I’m not here to give you a history lesson but instead explain the frame types and briefly discuss the fields in them. We start with the DIX frame or Ethernet II frame. This is the frame that is most commonly used today. It looks like this.
The preamble is a pattern of alternating ones and zeroes and ending with two ones. When this pattern is received it is known that anything that comes after this pattern is the actual frame.
The source and destination MAC is used for switching based on the MAC.
The EtherType field specifies that upper level protocol. Some of the most well known ones are:
0×0800 – IP
0×8100 – 802.1Q tagged frame
0×0806 – ARP
0x86DD – IPv6
After that follow the actual payload which should be between 46 – 1500 bytes in size.
In the end there is a Frame Checking Sequence (FCS) which is used to check the validity of the frame. If the CRC check fails the frame is dropped.
In total the frame will be maximum 1514 bytes or 1518 if counting the FCS.
When it comes to 802.3 Ethernet there are actually two frame formats. One is 802.3 with 802.2 LLC SAP header. It looks like this.
This was the original version from the IEEE. Many of the fields are the same. Let’s look at those that are not.
The preamble is now divided in preamble and Start Frame Delimiter (SFD) but the function is the same.
The length field is used to indicate how many bytes of data are following this field before the FCS. It can also be used to distinguish between DIX frame and 802.3 frame as for DIX the values in this field will be higher e.g. 0×806 for ARP. If this value is greater than 1536 (0×600 Hex) then it is a DIX frame and the value is an Ethertype value.
Then we have some interesting values called DSAP, SSAP and Control. SAP stands for Service Access Point, the S and D in SSAP and DSAP stands for source and destination.
They have a similar function as the Ethertype. The SAP is used to distinguish between different data exchanges on the same station. The SSAP indicates from which service the LLC data unit was sent and the DSAP indicates the service to which the LLC data unit is being sent. IP has a SAP of 6 and 802.1D (STP) has a SAP of 42. It would be very strange to have a different SSAP and DSAP so these values should be the same. IP to IP would be SSAP of 06 and DSAP of 06. One bit (LSB) in the DSAP is used to indicate if it is a group address or an individual address. If it is set to zero it refers to an individual address going to a Local SAP (LSAP). One bit in the SSAP (LSB) indicates if it is a command or response packet. That leaves us with 64 possible different SAPs for SSAP and DSAP.

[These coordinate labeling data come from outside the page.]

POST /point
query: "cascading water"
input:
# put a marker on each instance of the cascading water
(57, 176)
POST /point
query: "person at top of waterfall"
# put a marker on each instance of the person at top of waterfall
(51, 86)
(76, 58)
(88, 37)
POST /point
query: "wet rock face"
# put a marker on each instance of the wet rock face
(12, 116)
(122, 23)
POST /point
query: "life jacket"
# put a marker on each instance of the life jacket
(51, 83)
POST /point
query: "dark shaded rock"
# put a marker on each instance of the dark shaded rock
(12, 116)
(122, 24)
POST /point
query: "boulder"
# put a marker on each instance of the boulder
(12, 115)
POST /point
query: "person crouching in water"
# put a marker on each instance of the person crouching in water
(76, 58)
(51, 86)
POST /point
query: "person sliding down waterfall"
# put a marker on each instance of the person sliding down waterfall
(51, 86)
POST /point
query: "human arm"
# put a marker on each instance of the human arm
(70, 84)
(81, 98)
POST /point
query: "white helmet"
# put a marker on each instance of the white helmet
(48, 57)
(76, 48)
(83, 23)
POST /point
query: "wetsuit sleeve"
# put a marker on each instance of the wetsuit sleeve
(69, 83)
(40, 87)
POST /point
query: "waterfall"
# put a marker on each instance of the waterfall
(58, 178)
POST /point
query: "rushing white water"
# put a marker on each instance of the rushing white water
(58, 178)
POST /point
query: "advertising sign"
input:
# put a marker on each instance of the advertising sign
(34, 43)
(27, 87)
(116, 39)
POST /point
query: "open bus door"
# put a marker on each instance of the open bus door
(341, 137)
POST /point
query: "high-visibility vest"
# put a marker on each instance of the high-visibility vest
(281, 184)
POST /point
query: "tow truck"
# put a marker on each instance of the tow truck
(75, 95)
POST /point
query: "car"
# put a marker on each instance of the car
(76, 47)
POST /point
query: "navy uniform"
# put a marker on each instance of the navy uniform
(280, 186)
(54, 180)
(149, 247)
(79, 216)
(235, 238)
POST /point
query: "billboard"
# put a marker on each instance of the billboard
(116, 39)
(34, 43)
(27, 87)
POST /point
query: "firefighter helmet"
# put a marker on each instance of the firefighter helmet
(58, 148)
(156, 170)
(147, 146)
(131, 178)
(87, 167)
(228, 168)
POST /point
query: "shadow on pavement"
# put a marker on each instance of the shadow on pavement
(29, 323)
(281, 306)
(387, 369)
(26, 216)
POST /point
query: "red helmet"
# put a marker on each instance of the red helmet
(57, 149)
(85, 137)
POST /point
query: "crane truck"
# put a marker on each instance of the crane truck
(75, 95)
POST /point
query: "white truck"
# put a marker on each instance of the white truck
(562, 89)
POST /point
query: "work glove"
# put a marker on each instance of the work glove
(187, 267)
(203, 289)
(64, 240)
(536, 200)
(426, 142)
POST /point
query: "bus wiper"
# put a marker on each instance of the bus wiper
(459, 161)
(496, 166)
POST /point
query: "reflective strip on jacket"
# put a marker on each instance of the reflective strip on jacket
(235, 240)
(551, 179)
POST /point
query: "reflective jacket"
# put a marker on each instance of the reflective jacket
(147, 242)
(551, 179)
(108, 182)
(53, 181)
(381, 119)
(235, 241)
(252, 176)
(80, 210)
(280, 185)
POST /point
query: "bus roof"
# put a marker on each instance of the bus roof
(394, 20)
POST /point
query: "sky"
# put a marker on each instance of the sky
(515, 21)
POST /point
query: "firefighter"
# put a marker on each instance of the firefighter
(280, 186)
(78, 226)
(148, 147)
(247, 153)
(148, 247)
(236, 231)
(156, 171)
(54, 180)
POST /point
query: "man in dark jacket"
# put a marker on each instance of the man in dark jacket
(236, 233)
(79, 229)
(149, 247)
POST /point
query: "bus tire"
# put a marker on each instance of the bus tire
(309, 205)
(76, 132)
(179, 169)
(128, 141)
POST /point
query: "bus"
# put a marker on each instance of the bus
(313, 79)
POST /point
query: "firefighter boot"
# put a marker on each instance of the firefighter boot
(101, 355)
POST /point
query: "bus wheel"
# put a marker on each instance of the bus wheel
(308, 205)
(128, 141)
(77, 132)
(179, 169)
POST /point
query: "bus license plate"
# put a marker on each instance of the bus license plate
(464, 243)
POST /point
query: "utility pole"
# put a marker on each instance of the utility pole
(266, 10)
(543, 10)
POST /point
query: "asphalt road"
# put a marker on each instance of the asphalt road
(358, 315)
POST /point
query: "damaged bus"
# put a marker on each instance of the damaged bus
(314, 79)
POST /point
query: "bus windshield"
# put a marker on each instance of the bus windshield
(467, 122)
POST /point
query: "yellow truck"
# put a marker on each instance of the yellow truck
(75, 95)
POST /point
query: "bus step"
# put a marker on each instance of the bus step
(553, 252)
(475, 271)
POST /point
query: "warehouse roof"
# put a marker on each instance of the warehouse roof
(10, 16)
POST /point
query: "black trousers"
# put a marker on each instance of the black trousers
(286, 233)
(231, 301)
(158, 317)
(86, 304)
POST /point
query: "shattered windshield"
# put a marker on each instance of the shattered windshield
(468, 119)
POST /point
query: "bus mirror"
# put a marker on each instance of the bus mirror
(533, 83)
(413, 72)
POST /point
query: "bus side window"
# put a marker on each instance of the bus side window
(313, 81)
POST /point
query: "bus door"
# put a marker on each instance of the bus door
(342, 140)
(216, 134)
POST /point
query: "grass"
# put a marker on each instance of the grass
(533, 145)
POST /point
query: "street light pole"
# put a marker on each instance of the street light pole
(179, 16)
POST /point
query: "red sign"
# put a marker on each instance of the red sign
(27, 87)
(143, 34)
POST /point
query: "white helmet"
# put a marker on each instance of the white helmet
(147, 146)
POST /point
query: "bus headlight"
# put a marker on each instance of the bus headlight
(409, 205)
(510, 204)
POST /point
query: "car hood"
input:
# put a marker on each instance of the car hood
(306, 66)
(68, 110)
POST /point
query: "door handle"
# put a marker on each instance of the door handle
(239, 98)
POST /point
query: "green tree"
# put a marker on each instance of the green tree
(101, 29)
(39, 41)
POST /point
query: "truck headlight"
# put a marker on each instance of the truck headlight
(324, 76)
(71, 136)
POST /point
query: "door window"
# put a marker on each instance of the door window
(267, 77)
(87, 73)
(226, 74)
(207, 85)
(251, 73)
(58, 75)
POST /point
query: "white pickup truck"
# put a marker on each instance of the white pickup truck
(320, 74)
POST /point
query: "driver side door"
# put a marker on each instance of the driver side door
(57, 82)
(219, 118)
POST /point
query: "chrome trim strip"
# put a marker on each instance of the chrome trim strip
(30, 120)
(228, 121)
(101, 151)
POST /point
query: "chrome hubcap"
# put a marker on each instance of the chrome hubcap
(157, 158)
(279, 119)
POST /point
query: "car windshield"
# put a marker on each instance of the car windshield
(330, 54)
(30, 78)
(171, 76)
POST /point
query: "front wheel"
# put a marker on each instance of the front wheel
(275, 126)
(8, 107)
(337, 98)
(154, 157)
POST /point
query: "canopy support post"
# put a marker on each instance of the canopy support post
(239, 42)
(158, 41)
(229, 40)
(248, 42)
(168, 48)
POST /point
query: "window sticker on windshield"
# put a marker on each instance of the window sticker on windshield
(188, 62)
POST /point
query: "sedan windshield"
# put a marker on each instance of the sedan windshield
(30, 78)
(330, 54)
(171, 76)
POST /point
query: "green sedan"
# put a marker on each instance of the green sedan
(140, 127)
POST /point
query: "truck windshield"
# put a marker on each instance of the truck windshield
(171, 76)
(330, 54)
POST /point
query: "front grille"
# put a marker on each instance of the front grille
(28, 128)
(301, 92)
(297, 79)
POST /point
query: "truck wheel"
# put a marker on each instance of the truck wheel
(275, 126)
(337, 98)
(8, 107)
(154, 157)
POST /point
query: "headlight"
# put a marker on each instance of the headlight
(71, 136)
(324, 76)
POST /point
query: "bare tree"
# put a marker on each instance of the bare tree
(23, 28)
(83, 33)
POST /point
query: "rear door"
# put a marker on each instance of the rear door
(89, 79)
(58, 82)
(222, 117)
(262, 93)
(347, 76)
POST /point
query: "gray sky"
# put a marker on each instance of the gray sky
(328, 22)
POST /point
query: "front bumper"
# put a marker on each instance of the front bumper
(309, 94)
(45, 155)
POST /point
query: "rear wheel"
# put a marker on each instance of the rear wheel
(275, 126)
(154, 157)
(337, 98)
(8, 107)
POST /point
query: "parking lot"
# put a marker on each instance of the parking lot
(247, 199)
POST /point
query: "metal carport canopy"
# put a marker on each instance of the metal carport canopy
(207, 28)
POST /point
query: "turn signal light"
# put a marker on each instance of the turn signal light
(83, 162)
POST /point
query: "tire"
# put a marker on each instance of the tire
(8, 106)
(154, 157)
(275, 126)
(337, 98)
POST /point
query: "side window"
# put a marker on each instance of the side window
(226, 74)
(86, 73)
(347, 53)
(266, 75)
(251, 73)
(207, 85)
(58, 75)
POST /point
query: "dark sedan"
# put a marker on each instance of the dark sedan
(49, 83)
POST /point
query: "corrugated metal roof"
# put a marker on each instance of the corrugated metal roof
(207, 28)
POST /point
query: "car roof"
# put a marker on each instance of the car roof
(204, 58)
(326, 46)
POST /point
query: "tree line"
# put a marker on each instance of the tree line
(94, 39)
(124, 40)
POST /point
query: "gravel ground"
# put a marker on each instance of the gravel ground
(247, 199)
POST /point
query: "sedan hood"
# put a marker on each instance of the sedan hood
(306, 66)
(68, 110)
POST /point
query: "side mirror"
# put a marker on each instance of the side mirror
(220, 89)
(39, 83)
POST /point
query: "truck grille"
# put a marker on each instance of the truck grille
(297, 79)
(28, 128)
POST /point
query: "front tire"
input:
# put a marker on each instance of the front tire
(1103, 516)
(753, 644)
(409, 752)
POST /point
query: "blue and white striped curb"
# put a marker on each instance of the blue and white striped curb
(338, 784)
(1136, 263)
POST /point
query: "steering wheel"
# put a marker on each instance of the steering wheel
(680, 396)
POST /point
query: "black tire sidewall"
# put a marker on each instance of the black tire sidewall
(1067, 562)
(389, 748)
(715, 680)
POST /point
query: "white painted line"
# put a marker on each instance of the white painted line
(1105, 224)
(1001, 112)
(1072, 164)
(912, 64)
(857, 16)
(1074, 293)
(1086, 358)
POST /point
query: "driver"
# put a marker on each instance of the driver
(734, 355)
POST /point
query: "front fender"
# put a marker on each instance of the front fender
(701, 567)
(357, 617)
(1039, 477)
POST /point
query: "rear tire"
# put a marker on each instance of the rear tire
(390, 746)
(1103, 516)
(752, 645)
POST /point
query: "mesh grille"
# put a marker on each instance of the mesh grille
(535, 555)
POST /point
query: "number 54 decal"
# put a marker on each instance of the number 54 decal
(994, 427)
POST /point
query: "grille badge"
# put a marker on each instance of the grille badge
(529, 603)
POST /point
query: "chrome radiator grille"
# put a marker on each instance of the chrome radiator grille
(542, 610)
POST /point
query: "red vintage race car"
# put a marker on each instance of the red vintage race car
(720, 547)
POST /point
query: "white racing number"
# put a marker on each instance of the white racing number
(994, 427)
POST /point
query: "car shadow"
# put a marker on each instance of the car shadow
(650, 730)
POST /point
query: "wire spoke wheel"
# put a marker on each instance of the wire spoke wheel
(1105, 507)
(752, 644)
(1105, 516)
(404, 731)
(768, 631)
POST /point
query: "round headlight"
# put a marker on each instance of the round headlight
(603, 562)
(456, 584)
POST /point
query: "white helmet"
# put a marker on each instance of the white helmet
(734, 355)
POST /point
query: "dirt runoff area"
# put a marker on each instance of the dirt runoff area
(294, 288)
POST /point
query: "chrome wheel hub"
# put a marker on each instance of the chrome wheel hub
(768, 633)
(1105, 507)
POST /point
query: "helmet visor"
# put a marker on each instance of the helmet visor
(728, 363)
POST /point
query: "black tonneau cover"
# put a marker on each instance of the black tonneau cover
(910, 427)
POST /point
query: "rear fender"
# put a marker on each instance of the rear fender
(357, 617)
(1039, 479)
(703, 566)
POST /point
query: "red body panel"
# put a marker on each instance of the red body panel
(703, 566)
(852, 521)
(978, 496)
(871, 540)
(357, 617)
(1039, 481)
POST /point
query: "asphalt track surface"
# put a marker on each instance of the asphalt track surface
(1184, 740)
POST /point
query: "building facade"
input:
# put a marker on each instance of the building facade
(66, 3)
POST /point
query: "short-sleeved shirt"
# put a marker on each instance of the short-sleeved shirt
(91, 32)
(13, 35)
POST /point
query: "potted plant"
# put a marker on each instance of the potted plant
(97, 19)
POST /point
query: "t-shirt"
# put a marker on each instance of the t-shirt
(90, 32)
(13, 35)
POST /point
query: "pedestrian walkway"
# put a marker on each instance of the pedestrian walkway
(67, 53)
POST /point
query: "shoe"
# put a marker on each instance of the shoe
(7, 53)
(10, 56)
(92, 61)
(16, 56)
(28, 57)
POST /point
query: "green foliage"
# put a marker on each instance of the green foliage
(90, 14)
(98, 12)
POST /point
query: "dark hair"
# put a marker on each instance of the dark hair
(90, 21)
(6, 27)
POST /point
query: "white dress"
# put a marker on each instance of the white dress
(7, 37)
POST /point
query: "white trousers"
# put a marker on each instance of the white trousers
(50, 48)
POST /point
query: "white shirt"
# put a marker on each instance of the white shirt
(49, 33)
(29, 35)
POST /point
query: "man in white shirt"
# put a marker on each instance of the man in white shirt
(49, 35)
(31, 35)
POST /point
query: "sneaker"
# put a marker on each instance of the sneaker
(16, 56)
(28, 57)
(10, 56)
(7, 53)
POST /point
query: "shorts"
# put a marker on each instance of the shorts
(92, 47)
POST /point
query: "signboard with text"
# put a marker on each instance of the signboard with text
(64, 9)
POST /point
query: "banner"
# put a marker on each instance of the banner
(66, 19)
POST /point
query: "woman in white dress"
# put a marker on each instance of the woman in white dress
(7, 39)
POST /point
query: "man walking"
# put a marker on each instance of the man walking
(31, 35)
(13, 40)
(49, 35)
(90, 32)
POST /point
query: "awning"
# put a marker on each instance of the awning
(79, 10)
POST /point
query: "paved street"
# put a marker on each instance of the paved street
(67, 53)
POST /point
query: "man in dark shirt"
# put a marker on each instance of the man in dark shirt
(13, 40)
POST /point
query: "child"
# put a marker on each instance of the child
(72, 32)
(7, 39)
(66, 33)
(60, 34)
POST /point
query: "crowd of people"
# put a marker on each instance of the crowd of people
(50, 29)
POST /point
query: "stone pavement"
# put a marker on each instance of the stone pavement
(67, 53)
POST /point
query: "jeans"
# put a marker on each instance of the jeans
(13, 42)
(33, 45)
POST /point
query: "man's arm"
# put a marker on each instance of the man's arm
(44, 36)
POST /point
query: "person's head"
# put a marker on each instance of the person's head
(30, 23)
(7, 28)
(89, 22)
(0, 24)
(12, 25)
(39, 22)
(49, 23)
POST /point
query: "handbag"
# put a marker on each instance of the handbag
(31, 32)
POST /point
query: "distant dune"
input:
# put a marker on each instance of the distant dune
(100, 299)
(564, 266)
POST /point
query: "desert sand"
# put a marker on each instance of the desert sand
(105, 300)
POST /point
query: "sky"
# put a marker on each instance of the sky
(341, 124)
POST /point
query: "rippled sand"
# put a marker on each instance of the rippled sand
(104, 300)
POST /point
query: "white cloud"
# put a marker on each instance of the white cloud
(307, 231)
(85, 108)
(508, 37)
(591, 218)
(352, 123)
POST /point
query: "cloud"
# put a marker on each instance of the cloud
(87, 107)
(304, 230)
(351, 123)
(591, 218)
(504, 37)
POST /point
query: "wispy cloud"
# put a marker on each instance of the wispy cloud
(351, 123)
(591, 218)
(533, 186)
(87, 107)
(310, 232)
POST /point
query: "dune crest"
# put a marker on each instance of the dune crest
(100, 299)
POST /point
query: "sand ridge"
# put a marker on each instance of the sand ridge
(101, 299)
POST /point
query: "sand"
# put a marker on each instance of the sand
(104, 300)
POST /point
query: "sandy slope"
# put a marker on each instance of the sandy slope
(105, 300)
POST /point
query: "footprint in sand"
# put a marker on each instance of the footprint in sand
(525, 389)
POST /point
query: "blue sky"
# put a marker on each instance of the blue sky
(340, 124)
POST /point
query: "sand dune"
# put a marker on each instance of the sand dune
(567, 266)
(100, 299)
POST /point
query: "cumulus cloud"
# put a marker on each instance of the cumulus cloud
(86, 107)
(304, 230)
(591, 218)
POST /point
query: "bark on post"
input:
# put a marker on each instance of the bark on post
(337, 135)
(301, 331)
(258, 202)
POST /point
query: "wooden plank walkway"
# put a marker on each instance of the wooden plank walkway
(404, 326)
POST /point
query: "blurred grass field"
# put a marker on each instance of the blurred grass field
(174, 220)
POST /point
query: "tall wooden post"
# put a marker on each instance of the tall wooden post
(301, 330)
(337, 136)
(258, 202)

The contol field is used to select if communication should be connection-less or connection-oriented. Usually error recovery and flow control are performed by higher level services such as TCP.
The IEEE had problems to address all the layer 3 processes due to the short DSAP and SSAP fields in the header. This is why they introduced a new frame format called Subnetwork Access Protocol (SNAP). Basically this header is using the type field found in the DIX header. If the SSAP and DSAP is set to 0xAA and the Control field is set to 0×03 then SNAP encapsulation will follow. SNAP has a five byte extension to the standard 802.2 LLC header and it consists of a 3 byte OUI and a two byte Type field.
From a vendor perspective this is good because then they can have an OUI and then create their own types to use. If we look at PVST+ BPDUs from a Cisco device we will see that they are SNAP encapsulated where the organization code is Cisco (0x00000c) and the PID is PVSTP+ (0x010b). CDP is also using SNAP and it has a PID of CDP (0×0200). I will talk more about BPDUs and STP in a following post but first I wanted to provide the background on the Ethernet frame types used.
In summary there are three different Ethernet frame types used. DIX frame, also called Ethernet II, IEEE 802.3 with LLC and IEEE 802.3 with SNAP encapsulation. There are others out there as well but these are the three major ones and the DIX one is by far the most common one.